# Griffin RTA: wicking tutorial



## Alex (24/4/16)

So here's a cool wicking tutorial from a reddit user LimpLungs95, I thought it was worth a share on here. 

by LimpLungs95 · 13 hours ago





Pull your old cotton, quench or rebuild you coils and let dry. Remove juice control ring thingy.







Insert your cotton as per usual.







Now put the ring back on and screw down all the way. Make sure you don't trap any cotton in the threads.







Clip off the excess(I use my flush cut wire clippers to get extra close.)





Paint on some juice and tuck the little strands at the bottom to clean it up.





Put your tank back on and fill her up. I actually leave the juice flow open and have never had any issues with leaking. Hope it helps!

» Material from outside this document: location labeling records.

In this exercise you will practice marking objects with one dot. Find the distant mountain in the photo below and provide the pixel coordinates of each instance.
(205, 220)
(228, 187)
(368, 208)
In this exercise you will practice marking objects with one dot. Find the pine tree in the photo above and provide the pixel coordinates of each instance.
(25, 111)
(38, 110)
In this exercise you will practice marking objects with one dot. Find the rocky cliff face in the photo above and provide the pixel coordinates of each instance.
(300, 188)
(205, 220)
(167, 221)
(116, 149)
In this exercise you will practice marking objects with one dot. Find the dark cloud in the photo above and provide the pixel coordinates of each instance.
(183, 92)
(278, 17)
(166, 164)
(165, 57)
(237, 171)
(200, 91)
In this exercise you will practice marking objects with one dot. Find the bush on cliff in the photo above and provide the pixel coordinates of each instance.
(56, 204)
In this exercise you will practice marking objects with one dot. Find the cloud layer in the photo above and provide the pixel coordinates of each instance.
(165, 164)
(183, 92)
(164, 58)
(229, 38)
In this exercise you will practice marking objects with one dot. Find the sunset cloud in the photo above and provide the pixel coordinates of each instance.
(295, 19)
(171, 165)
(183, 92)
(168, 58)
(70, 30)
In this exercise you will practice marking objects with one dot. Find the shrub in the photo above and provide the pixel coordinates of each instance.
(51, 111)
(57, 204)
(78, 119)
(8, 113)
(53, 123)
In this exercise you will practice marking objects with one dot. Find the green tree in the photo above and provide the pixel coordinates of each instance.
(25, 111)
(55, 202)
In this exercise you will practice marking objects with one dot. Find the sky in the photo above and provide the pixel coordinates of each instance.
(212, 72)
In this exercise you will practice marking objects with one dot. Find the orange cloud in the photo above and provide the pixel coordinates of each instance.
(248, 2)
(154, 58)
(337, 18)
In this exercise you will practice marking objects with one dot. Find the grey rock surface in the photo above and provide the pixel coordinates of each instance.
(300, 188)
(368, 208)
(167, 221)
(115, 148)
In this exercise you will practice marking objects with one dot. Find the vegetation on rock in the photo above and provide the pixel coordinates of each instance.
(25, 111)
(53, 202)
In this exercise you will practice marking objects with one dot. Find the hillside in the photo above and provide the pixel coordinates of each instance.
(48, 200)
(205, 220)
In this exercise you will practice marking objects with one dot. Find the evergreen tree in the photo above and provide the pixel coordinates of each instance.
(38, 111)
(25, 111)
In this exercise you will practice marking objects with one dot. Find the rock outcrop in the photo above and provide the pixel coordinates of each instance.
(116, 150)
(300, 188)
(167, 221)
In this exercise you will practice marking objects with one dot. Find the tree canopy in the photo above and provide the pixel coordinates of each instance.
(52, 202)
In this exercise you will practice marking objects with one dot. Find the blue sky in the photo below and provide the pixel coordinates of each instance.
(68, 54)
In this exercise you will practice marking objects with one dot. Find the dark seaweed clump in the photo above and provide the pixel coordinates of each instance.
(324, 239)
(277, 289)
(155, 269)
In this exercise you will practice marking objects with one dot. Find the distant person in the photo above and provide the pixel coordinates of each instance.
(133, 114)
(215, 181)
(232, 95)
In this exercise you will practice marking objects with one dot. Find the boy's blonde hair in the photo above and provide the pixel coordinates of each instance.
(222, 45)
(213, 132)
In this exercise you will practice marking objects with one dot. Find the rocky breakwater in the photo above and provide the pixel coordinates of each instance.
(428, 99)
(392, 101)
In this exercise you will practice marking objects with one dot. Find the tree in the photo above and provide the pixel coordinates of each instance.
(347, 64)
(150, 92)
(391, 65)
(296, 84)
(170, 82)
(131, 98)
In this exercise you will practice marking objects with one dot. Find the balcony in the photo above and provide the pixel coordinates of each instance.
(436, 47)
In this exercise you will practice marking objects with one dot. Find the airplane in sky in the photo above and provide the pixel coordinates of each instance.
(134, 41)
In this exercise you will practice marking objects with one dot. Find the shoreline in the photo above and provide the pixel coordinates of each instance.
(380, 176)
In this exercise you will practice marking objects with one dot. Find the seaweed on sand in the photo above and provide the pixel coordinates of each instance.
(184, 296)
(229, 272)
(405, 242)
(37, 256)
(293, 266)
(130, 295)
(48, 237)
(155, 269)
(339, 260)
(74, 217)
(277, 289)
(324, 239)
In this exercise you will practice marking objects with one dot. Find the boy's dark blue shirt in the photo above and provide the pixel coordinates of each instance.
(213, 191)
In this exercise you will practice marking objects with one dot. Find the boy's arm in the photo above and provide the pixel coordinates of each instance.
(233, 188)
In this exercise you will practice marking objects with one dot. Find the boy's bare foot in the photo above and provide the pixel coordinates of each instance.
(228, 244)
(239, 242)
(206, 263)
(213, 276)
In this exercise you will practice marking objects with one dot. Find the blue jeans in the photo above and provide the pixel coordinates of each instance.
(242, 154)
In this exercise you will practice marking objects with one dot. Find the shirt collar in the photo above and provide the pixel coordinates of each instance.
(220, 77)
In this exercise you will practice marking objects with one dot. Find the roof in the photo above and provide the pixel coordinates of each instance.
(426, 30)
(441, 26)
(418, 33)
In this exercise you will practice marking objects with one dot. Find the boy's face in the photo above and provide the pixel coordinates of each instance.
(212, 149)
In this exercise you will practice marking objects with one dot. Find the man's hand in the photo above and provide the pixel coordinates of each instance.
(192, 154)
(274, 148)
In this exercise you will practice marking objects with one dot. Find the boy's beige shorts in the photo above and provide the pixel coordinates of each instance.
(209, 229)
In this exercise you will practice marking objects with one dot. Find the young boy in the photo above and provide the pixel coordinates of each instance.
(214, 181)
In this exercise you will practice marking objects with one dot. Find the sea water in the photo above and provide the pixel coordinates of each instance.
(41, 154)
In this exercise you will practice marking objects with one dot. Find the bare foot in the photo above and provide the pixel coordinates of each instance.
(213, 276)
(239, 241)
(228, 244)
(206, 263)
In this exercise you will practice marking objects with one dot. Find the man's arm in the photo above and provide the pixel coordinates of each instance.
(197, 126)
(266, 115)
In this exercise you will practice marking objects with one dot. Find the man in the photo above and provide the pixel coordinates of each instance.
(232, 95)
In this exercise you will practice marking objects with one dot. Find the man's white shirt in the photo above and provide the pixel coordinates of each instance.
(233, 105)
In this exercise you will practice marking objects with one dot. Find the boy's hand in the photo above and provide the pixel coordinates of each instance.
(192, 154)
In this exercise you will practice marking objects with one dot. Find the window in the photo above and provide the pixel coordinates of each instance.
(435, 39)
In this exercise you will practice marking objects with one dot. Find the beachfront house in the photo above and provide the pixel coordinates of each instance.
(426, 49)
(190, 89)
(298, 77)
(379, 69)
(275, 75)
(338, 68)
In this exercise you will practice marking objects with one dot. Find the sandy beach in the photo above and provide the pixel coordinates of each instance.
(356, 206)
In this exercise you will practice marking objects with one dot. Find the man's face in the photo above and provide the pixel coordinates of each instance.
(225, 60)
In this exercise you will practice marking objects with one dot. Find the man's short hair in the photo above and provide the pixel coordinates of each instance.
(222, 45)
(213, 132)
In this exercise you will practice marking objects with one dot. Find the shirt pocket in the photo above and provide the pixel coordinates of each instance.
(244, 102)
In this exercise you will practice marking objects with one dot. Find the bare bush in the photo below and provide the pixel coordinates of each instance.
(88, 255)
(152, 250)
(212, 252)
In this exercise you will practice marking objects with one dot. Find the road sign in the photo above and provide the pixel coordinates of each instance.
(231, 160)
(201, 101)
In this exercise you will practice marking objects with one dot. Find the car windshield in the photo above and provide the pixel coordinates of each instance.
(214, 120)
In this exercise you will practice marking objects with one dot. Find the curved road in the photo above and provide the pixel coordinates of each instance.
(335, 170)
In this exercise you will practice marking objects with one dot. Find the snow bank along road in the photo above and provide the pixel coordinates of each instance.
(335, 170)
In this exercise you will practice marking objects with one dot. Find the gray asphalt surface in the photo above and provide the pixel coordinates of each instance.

Source: Threw a mini wicking tutorial together for the Griffin RTA. Best way I've figured out so far

Reactions: Like 3


----------



## morras (24/4/16)

Alex said:


> So here's a cool wicking tutorial from a reddit user LimpLungs95, I thought it was worth a share on here.
> 
> by LimpLungs95 · 13 hours ago
> 
> ...


This looks so much easier than the way i am doing it , wont is wee all the oil out like this ???

I was told to make sure the wick just sits in the holes ontop - not inside the channel ?

This is a difficult tank to wick for me - hit and miss almost every time.....

Reactions: Agree 1


----------



## Alex (24/4/16)

morras said:


> This looks so much easier than the way i am doing it , wont is wee all the oil out like this ???
> 
> I was told to make sure the wick just sits in the holes ontop - not inside the channel ?
> 
> This is a difficult tank to wick for me - hit and miss almost every time.....



It's supposed to go inside the channel, I'm going to give this method a go shortly.


----------



## morras (24/4/16)

Alex said:


> It's supposed to go inside the channel, I'm going to give this method a go shortly.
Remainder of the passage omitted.